Wednesday, December 28, 2011

Linguaphile - Lover of language

This is a rather impromptu post, however I said something in an early conversation today that I wanted to discuss here.

"In becoming a linguaphile I have become a lover of language."

This statement seems redundant I'm sure.  However let me explain what I mean.  One of the things that I am striving for in my journey of learning languages is to be able to have musical moments in which I find myself transcending language and music and finding a deeper connection.  I had this occur on Christmas eve while singing "Oh Holy Night" in the original French text.  While everyone thinks that the song is beautiful in English, it was only through my knowledge of French that I found the true beauty of the song hidden in the real text of the song.  My French is at a level where I no longer need to translate what I am reading or saying, I just intuitively know what I am saying or reading.  This enables one to experience the culture of thinking in the language you are using.  I have found it to be true that people who speak different languages see the world differently.  Let us take a look at the text of Oh Holy Night to see what I mean.  The order will be French (original), then a literal translation and then the sung English version.

Minuit, chretiens, c'est l'heure solenelle, ou l'Homme-Dieu descendit jusqu'a nous.
Midnight, Christians, is the solemn hour, where the God-Man descends among us.
Oh holy night, the star is brightly shining, it is the night of our dear Savior's birth.

Pour effacer la tache originelle, et de son Pere arreter le courroux.
To erase the original stain, and to stop the wrath of his Father.
Long lay the world in sin and error pining, till He appeared and the soul felt its worth.

Le monde entier tresaille d'esperance, a cette nuit qui lui donne un Sauveur.
The whole world trembles in hope, on this night which he gives a Savior.
A thrill of hope the weary world rejoices, for yonder breaks a new and glorious morn.

Peuple a genoux, attends ta delivrance, Noel, Noel voici le Redempteur.
People on your knees, await  your deliverance, Noel, Noel, here is the Redemptor.
Fall on your knees, oh hear the angel voices, oh night divine, oh night when Christ is born, oh holy night.

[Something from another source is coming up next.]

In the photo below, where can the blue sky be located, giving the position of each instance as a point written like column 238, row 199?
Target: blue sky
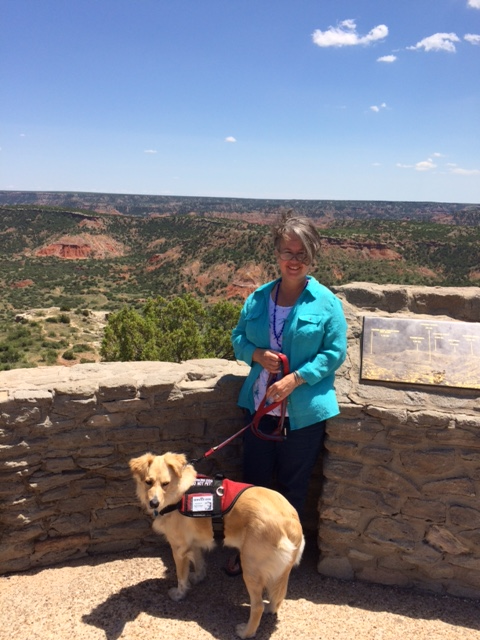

For me, in performing the French version of this song I finally felt the true emotion of the piece and was free to perform it with the integrity it deserves.  I found the real text to be considerably more moving and inspiring and that was channeled through me as I was singing.  This is the real reason I learn languages, so that my performances may be truly genuine.  Because I know French at an intimate level, I was able to connect to the music.  My love of language grew tenfold that night, because I learned experientially that speaking a different language really does give one a new way of thinking about a topic.  Only through a thorough knowledge of the language one sings in can one truly give an informed and accurate performance.